“The ACT is fortunate to have the Hare-Clark system, a highly sophisticated proportional representation system that really delivers on the notion of ‘one-vote-one-value’,” writes political columnist MICHAEL MOORE.
First the ACT, then Queensland and then the US. Elections are fundamental to democracy. But are all elections as democratic as each other?
Election systems in the US and the UK are amongst the easiest to understand. However, they are the least fair, the least democratic. These elections tend to focus on a couple of candidates, and the very presence of third or fourth candidates can lead to distorted results with “winners” who do not represent the majority of the people.
We recently saw this in France in the second runoff to the parliamentary elections, where third party groupings were forced to withdraw to minimise the chances of Marie Le Penn’s hard right group. And they were successful.
In the case of France, adoption of Australian-style preferential voting would mean these “strategic withdrawals” of candidates would not be necessary. It would also mean it would not be necessary to hold a second round of runoff votes.
A recent article by Jacob Shteyman, published in the Sydney Morning Herald, indicates just how important an understanding of preferential voting is for our community.
Shteyman wrote that “the Greens suffered a smaller swing against them of 1.1 per cent but shed half their seats due to the vagaries of the ACT’s Hare-Clark system”.
This was not a vagary of an election system. This is about careful and accurate mathematical calculations of the flow of preferences, in a system designed first and foremost to allow voters maximum choice. If it was a first-past-the-post system, it would be hard to understand how this could happen.
However, in a preferential system, it is not the first vote that is final… rather it is where the final preference lands between the remaining candidates favoured by the most voters.
Fortunately, preferential voting is the standard way of voting in Australia. It is one of the reasons that we do not have the hard swings to the left and right as has recently been the case in parts of Austria and Germany, and is a possibility in the forthcoming US election.
As ANU Professor Mark Kenny argued in The Conversation: “Australia’s institutional democratic architecture – compulsory preferential voting, Westminster parliamentary traditions and the Australian Electoral Commission – exerts a moderating influence on political discourse. Successful competitors have usually focused their efforts on winning across the middle ground.”
Since abolishing its upper house in the 1920s, the Queensland state Parliament has had preferential voting in single-member electorates, but not proportional representation. The result of this is that many people in the regional areas feel disempowered when Labor is elected, and those in Brisbane and other urban centres feel disempowered when the LNP wins a majority of seats.
The ACT is fortunate to have the Hare-Clark system, a highly sophisticated proportional representation system.
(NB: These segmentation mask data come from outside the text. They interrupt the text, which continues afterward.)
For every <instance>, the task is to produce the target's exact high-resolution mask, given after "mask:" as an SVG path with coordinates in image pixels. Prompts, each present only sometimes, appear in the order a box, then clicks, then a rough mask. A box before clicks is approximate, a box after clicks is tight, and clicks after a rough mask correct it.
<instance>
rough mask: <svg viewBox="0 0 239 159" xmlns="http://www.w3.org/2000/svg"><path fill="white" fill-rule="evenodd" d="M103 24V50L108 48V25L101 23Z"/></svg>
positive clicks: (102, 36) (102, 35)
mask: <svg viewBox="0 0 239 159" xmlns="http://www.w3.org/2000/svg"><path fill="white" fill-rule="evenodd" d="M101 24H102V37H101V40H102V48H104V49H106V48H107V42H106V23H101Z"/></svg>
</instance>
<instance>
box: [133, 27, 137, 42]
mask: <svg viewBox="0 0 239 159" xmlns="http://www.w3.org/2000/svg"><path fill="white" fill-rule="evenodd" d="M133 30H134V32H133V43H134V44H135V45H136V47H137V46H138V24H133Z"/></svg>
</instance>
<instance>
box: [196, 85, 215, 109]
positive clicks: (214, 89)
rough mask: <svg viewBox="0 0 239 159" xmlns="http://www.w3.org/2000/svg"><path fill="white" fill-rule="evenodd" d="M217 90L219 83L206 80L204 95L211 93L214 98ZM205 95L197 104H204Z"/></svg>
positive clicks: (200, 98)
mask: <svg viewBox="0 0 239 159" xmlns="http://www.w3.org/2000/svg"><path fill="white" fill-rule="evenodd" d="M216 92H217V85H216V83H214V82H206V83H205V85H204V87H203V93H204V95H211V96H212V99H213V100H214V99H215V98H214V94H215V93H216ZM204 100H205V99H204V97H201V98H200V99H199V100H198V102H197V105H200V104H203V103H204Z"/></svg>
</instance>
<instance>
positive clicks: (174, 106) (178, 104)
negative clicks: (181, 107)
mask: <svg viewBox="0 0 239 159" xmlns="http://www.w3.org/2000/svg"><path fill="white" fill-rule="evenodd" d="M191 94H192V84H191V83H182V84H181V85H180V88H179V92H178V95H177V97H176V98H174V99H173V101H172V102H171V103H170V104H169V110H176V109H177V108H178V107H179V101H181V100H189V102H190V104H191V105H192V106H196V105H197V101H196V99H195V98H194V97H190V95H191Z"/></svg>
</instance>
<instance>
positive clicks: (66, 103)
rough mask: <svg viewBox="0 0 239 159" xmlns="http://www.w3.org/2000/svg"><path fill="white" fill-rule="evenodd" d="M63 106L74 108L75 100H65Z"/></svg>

Instead of half of the voters missing out, the proportion elected to the Assembly reflects the views of the community. Hare-Clark really delivers on the notion of “one-vote-one-value”.
The ACT system also randomly distributes the position of each of the candidates in any team (party) on the ballot paper. This is referred to as the Robson Rotation. Each of the candidates receives an equal share when a voter numbers 1 to 5 down the column, as each ballot paper can be different.
This ballot design still allows voters to put a particular party candidate above others. This was the case with Andrew Barr in Kurrajong and with Mark Parton in Brindabella. Conversely, even well-known candidates with a high profile can be “punished”, as was the case with Mick Gentleman in Brindabella. His seat was put in jeopardy because of the number of voters who decided not to put a number next to his name.
By contrast, the first-past-the-post voting systems, used in the UK and US to elect legislatures, are the crudest of the available democratic systems. It is common for half of all voters to be left without a representative that they support.
Thanks to the electoral college system, the upcoming US presidential election campaign focuses almost entirely on around five to 10 states that are “swing states”. These are not strongly committed to Democrat or Republican, while voters in the other 40+ states are taken for granted.
Using a war metaphor, the swing states are referred to as “battleground” states. The voters in this small number of states will determine the result of the November 5 US election, rather than the total of the national “popular vote”.
There are good and bad electoral systems around. In Canberra, we are lucky to have amongst the fairest of them all.
Michael Moore is a former member of the ACT Legislative Assembly and an independent minister for health. He has been a political columnist with “CityNews” since 2006.